Camille approuve vivement. En Islande, je n'aurais peut-être pas besoin de le cacher. Elle s'apprêtait à verbaliser cette pensée, lorsqu'elle aperçoit un de ses clients se diriger vers elle avec une mine paniquée. Elle se voit donc obligée de saluer son interlocuteur rapidement et à regret, pour accorder toute son attention à un client légèrement anxieux qui cherche désespérément quelqu'un pour dépanner son Aston Martin.

— Avec plaisir M. De Rambouillet.

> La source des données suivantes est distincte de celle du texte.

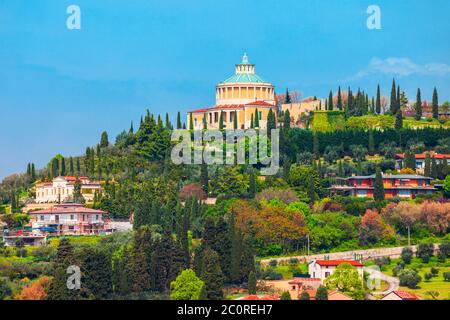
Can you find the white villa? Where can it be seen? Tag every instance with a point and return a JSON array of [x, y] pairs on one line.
[[322, 269], [62, 188]]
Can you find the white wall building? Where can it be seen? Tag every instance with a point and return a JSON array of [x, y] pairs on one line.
[[62, 188], [322, 269]]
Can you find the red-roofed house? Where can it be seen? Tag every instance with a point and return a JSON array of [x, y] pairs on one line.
[[61, 189], [322, 269], [400, 295], [420, 160], [67, 219]]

J'ai un ami expert de cette marque, je l'appelle immédiatement.

***

Le soir venu, Camille s'installe confortablement pour sa séance quotidienne d'écriture à Hubris. Cette fois, c'est son entrevue avec Oliver qui l'inspire.

GLUGGAVEDUR

>> Have you ever felt some weird and instant connection with someone? When you meet people, sometimes you instantly like a person, or on the opposite, you are suspicious. It's something no one can explain. You also can be wrong, have a bad first impression and realize later how cool this person is.

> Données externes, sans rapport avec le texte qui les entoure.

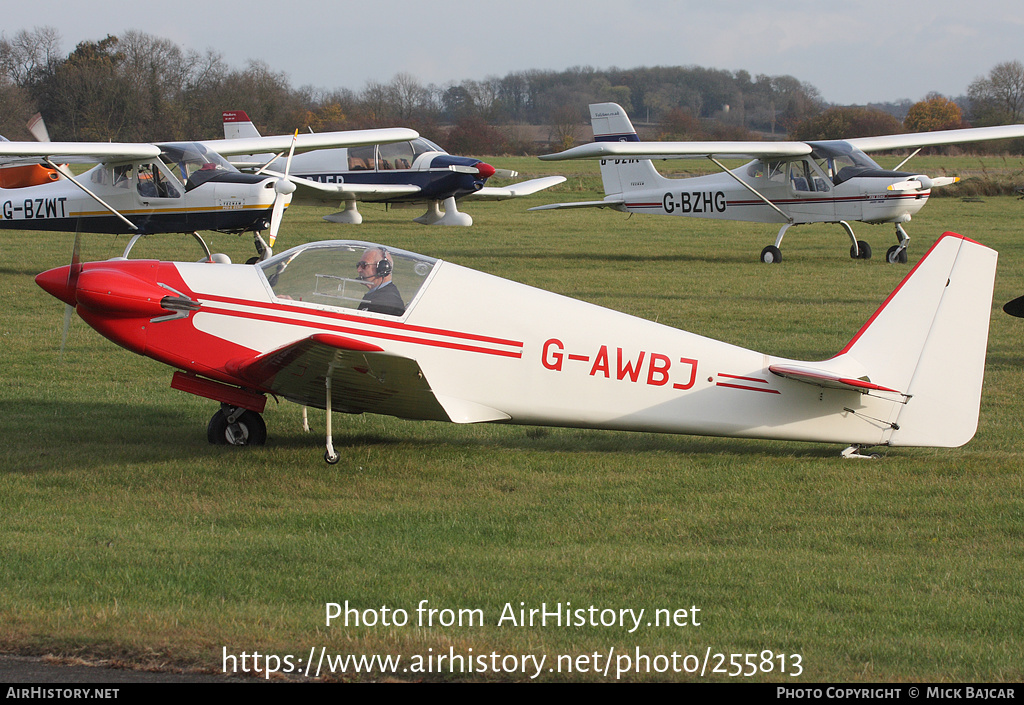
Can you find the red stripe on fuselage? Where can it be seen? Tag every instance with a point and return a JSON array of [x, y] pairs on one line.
[[278, 314]]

>> I have this strange feeling about someone I see at work. It's like an intuition, I bet we could be friends. We are never able to talk more than five minutes, due to our respective jobs and it kills me. It's like we are stuck in this situation. I hope I'll meet him outside the hotel someday.

>> I'm happy I can make this sort of connection anyway. That was impossible a few years ago, I was constantly recognized because my father is kind of famous. Way less than you are, let's be serious, but I kind of inherited his notoriety. Never asked for it, never embraced it, never liked it. But I had to deal with it.

>> It was weird every time I met new people. They already knew who I was – or at least they thought so – before I even opened my mouth. They probably already had an opinion on me, and I had no way to make sure if they were genuinely interested in me, or my money, my name. Hopefully, time goes by and people move on to something else, and I'm glad this is over. At least for now. With the World Cup going on, my father will probably be back on the scene. I hope my mum and I will stay out of the light this time.

>> Notoriety always takes me back to this movie: Snowboarder. An old French movie I saw while I was a teenager. It's about this guy, he works in a small ski station in the Alpes and he's a massive fan of a famous snowboarder. He imagines what it is to be rich and famous and wants that. He's doing everything like is idol, hoping he will become like him.

>> The pro remarks him and take him under his wings, gives him the life he wanted. Drugs, alcohol, girls, competition, at first, he likes it. But he soon realizes all of this wasn't true or eternal. At the end, he goes back to his "small life" and we can imagine he understood fortune and fame are not worth any of it.

>> This movie really moved me like no other. Because that's exactly how I feel, I don't care about fortune and fame, I don't think it's worth anything.